Mi padre y Girolamo andaban en las guerras que sacudían a Italia. Maerbale, que se había espigado y tenía ya el dejo aristocrático que le dio tanto prestigio, y que se acentuaba gracias a su nariz un poco larga, noblemente dibujada, y a la sonrisa de lejana displicencia que no abandonaba nunca, bajo las sombras del pelo revuelto, me acogió con una frialdad que no era agresiva. Cuando Girolamo no estaba en Bomarzo, mejoraban nuestras relaciones. De modo que entre el cariño de mi abuela y el señorío prescindente de mi hermano menor, la atmósfera del castillo me infundió una paz desconocida, acentuando la sensación de felicidad que había experimentado no bien avisté, desde el camino, mi casa.

En cuanto a Bomarzo, los andamios cubrían su fachada principal. Labrados materiales se acumulaban en sus terrazas, y, muy temprano, el golpeteo de los obreros que rompían y esculpían las piedras, nos informaba de que proseguía la obra de su transformación.
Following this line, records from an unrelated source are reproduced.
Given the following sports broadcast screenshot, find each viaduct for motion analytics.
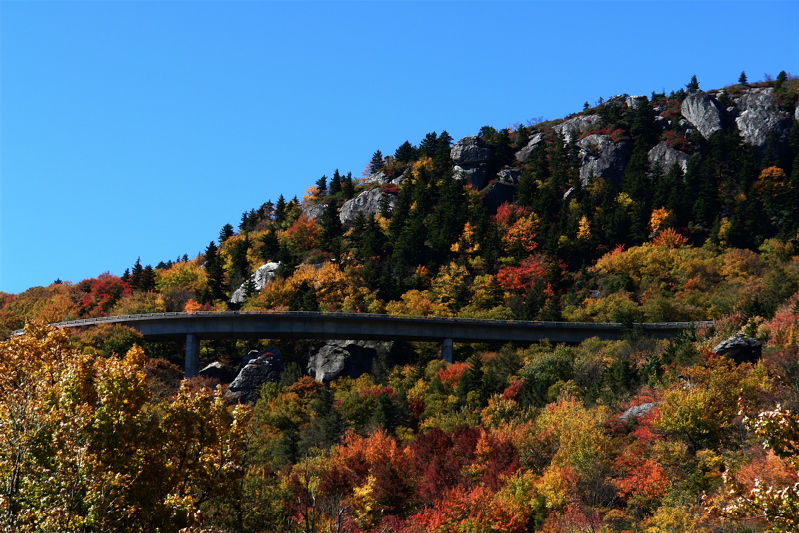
[32,311,712,377]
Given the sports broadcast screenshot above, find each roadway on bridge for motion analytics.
[39,311,712,376]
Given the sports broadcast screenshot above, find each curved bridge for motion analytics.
[32,311,712,377]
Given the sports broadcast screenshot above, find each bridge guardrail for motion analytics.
[13,310,714,335]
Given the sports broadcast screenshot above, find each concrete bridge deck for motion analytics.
[23,311,712,377]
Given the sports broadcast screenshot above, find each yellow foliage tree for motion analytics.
[0,325,249,532]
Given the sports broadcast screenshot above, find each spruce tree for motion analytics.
[219,224,234,244]
[330,169,341,194]
[369,150,385,174]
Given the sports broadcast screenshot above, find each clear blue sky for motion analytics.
[0,0,799,293]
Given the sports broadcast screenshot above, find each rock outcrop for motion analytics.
[230,262,280,304]
[648,141,689,174]
[364,170,405,185]
[624,96,647,109]
[515,133,544,161]
[307,340,394,383]
[227,350,283,403]
[552,115,602,142]
[339,187,398,226]
[680,91,724,139]
[735,87,791,148]
[302,204,327,220]
[576,133,630,187]
[450,137,494,190]
[619,402,657,422]
[483,181,516,215]
[713,333,763,364]
[197,361,234,383]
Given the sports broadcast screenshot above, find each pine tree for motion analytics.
[316,176,327,196]
[130,257,144,291]
[394,141,418,163]
[369,150,385,174]
[201,241,225,303]
[275,194,286,224]
[330,169,341,194]
[219,224,234,244]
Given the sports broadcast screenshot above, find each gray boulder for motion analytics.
[483,181,516,215]
[339,187,398,226]
[713,333,763,364]
[364,170,391,185]
[307,340,394,383]
[302,204,327,220]
[227,350,283,403]
[449,136,494,166]
[648,141,689,174]
[576,133,630,187]
[516,133,544,161]
[364,170,405,185]
[552,115,602,143]
[624,96,647,109]
[619,402,657,422]
[735,87,791,148]
[450,137,494,189]
[230,262,280,304]
[197,361,233,383]
[680,91,723,139]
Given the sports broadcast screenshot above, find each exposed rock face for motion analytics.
[227,350,283,403]
[619,402,657,422]
[198,361,233,383]
[556,115,602,142]
[339,187,398,226]
[483,181,516,215]
[450,137,494,189]
[230,262,280,304]
[308,340,393,383]
[713,333,763,364]
[624,96,646,109]
[302,204,327,220]
[364,170,405,185]
[680,91,723,139]
[576,133,630,186]
[648,141,689,174]
[516,133,544,161]
[735,87,791,148]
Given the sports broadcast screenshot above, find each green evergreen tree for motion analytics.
[316,176,327,195]
[200,241,226,303]
[394,141,418,163]
[330,169,341,194]
[288,281,319,311]
[219,224,234,244]
[369,150,386,174]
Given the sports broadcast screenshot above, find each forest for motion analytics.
[0,72,799,533]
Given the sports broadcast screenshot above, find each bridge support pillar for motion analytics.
[441,339,453,363]
[183,333,200,378]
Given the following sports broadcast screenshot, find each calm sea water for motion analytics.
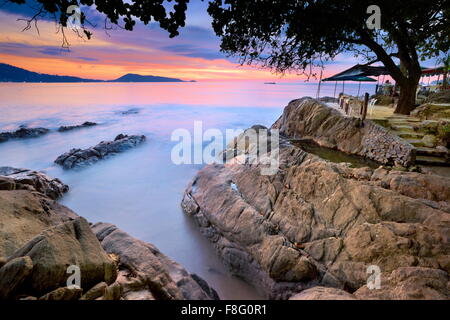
[0,82,375,299]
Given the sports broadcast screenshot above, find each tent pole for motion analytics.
[316,69,323,99]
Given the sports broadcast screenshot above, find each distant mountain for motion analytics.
[0,63,101,82]
[0,63,189,83]
[108,73,184,82]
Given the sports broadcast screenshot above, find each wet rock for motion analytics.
[39,286,83,301]
[0,167,69,199]
[92,223,217,300]
[0,257,33,299]
[80,282,108,300]
[58,121,97,132]
[0,128,50,142]
[55,134,145,169]
[289,286,356,300]
[354,267,450,300]
[10,217,117,295]
[102,282,123,300]
[182,120,450,299]
[422,134,437,148]
[0,190,78,258]
[319,97,339,103]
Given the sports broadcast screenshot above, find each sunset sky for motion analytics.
[0,1,442,81]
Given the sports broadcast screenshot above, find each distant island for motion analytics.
[0,63,192,83]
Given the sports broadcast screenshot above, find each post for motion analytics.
[316,69,323,99]
[361,92,369,121]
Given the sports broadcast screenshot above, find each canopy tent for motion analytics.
[422,67,445,77]
[317,64,436,97]
[322,72,377,97]
[420,66,448,85]
[324,64,389,81]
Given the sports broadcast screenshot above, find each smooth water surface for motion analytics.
[0,82,374,299]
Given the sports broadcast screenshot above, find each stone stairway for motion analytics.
[372,115,450,167]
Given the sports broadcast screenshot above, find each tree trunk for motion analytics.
[394,79,419,115]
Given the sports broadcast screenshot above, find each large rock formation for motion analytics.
[0,167,69,199]
[182,98,450,299]
[0,128,50,142]
[0,168,218,300]
[272,98,415,166]
[55,134,145,169]
[92,223,218,300]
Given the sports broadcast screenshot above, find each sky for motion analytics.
[0,0,442,82]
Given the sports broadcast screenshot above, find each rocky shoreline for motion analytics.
[55,134,145,169]
[0,167,219,300]
[0,128,50,142]
[182,99,450,299]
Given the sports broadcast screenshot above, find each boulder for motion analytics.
[0,128,50,142]
[0,167,69,199]
[182,121,450,299]
[55,134,145,169]
[354,267,450,300]
[10,217,117,296]
[80,282,108,300]
[39,286,83,301]
[0,190,77,258]
[0,257,33,300]
[92,223,218,300]
[272,98,415,167]
[289,286,356,300]
[58,121,97,132]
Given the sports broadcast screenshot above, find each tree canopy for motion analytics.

Pero Bomarzo era recio como la armadura de un gigante, y aunque añadiesen adornos a su coraza, no conseguirían modificar su fiereza, áspera como la roca en la cual asentaba su empaque medieval.
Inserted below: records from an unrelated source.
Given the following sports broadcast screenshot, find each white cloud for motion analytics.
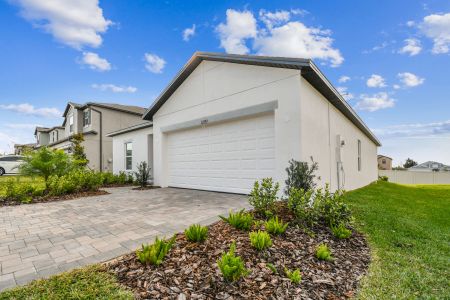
[399,39,422,56]
[338,75,351,83]
[366,74,386,88]
[183,24,195,42]
[81,52,111,72]
[419,13,450,54]
[12,0,112,49]
[216,9,257,54]
[336,86,355,101]
[0,103,62,118]
[355,92,395,112]
[144,53,166,73]
[91,83,137,93]
[397,72,425,87]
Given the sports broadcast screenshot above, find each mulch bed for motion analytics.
[106,204,370,300]
[0,190,109,207]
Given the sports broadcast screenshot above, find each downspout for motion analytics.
[90,107,103,172]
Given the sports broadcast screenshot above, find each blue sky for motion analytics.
[0,0,450,164]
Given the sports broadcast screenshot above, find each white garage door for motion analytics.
[167,113,275,193]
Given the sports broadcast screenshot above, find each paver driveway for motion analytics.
[0,188,248,290]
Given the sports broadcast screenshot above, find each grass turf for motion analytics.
[0,265,134,300]
[347,182,450,299]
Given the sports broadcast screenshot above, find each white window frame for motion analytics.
[124,141,133,171]
[358,140,362,171]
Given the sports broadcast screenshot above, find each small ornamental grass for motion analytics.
[331,224,352,239]
[217,242,249,281]
[316,244,333,261]
[264,216,288,235]
[184,224,208,243]
[219,209,253,230]
[249,230,272,251]
[284,268,302,284]
[136,236,176,266]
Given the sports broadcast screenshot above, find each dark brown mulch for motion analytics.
[0,190,109,207]
[107,206,370,299]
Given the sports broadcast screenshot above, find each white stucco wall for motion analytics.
[112,127,153,174]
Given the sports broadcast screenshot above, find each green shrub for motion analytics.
[288,188,318,226]
[284,268,302,284]
[219,209,253,230]
[284,158,319,196]
[249,178,280,217]
[249,230,272,251]
[264,216,288,235]
[217,242,248,281]
[331,224,352,239]
[314,184,352,227]
[316,244,333,260]
[184,224,208,243]
[136,236,176,266]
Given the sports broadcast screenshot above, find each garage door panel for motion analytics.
[167,114,275,193]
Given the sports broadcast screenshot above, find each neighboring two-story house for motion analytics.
[35,102,146,171]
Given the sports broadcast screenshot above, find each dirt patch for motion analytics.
[106,205,370,299]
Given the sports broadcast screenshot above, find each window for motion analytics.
[358,140,361,171]
[125,142,133,170]
[69,115,73,133]
[83,108,91,127]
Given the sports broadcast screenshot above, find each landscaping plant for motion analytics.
[264,216,288,235]
[249,178,280,217]
[217,242,248,281]
[284,158,319,196]
[316,244,333,261]
[249,230,272,251]
[136,235,176,266]
[134,161,151,188]
[331,224,352,239]
[184,224,208,243]
[284,268,302,284]
[219,209,253,230]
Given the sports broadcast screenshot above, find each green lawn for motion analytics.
[347,182,450,299]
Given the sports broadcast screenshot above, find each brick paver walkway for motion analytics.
[0,188,248,291]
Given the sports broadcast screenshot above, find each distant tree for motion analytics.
[403,158,417,169]
[71,133,89,167]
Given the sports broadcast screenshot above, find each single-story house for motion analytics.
[112,52,380,193]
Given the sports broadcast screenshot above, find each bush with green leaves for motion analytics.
[219,209,253,230]
[331,224,352,239]
[288,188,319,226]
[136,235,176,266]
[316,244,333,261]
[284,158,319,196]
[249,178,280,217]
[264,216,288,235]
[217,242,249,281]
[134,161,152,187]
[249,230,272,251]
[284,268,302,284]
[184,224,208,243]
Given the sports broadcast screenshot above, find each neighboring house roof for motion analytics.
[106,122,153,137]
[143,52,381,146]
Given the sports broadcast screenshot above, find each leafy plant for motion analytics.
[284,158,319,196]
[136,236,176,266]
[249,178,280,217]
[134,161,151,187]
[219,209,253,230]
[316,244,333,261]
[184,224,208,242]
[249,230,272,251]
[264,216,288,235]
[217,242,248,281]
[284,268,302,284]
[331,224,352,239]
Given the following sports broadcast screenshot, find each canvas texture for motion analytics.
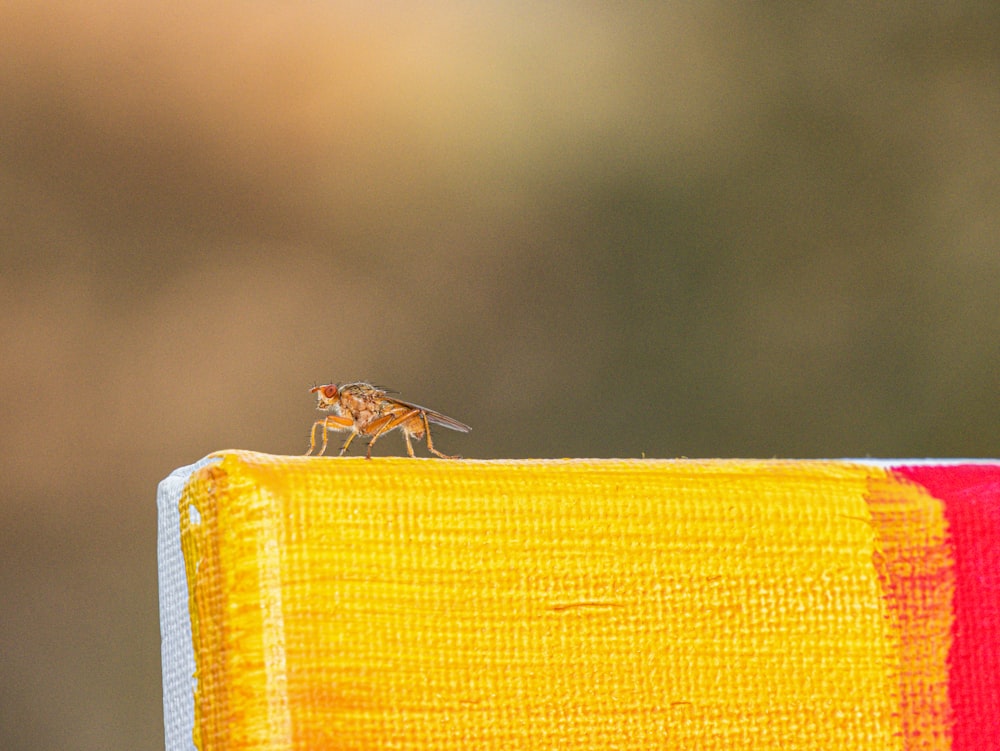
[160,451,1000,751]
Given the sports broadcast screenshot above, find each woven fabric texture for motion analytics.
[161,452,1000,751]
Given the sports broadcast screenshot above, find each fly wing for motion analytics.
[393,399,472,433]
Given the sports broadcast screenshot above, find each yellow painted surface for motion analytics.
[181,452,903,751]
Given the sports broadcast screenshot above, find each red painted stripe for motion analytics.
[894,464,1000,751]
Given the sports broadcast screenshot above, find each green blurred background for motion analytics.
[0,0,1000,751]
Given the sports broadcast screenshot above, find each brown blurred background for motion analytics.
[0,0,1000,751]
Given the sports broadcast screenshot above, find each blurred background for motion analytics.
[0,0,1000,751]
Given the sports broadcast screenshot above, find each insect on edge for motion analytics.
[306,381,472,459]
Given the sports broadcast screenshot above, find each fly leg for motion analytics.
[306,415,354,456]
[428,412,461,459]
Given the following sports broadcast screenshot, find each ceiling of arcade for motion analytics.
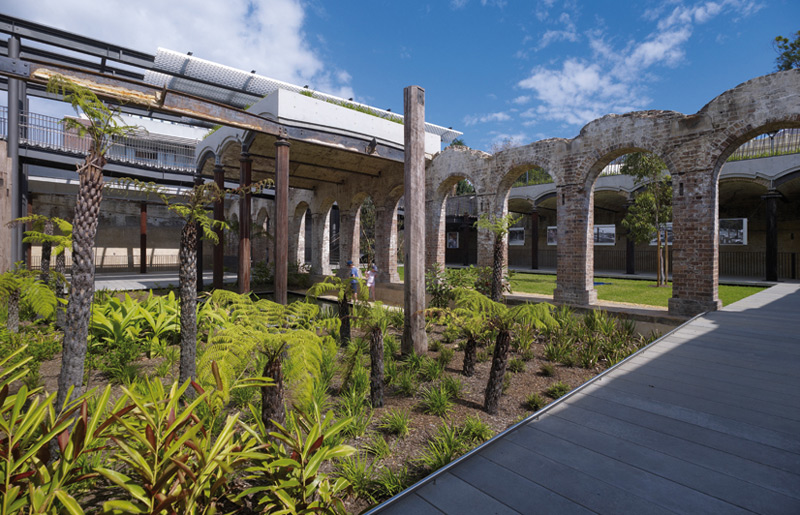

Continué paseando con Ignacio y leyendo los libros que me ofrecía, aunque el interés que de ellos emanaba —y Zúñiga lo advirtió presto y me recriminó inútilmente— fue decreciendo, y esas caminatas se espaciaron más y más, hasta que las suprimí. En cambio me encantaba salir con mi abuela, apoyado en uno de sus bastones, a recorrer, junto a su silla de manos, la posesión. Nos cubríamos de pieles, porque apretaba el frío. De tanto en tanto hacíamos alto para criticar, a la distancia, el carácter de los cambios incorporados al castillo, o para hablar de
Orlando Furioso
o, como cuando era pequeño, de los Orsini y de su gloria y de las incógnitas que me reservaba la vida. A lo largo de las andanzas, le fui abriendo mi corazón, lentamente, porque noté cuánto bien me hacían sus comentarios, y le narré las penas que había sufrido por Adriana, por Beppo y por Abul. Ella me escuchaba con grave intensidad, tratando de discernir la verdad en el laberinto de mis aclaraciones, y luego aplicaba su inteligencia a desfallecer el complejo de culpa que esa evocación evidenciaba. No veía mis pecados; veía la necesidad de rescatarme. Se pensará que su compasiva inclinación habrá contribuido a que yo fuera lo que fui, revistiéndome de precoz dureza, y que si más tarde mi vida se desarrolló como explicaré, ello deriva en buena parte de la ciega pasión de Diana que quería, por encima de todo, proteger el quebranto de su nieto contrahecho; pero reclamo la tolerancia de los jueces y les pido que recuerden las particularidades del caso —las mías y las suyas, poniéndolas bajo el signo común de los Orsini— al sentenciar a mi abuela. Mi abuela cometió actos reprochables —y el peor de todos, aquel que marcó el rumbo de mi existencia, no se había producido todavía— y no obstante yo no puedo condenarla, porque sé que sus errores y su crimen fueron el fruto desdichado del amor. De cualquier manera, no puedo condenarla, pues sería como condenar al aire que uno respira, que eso fue mi abuela para mí: el aire que respiré y que me mantuvo hasta que, desaparecida ella, debí valerme solo, sin lazarillo, sin nadie, en un mundo extraño y adverso.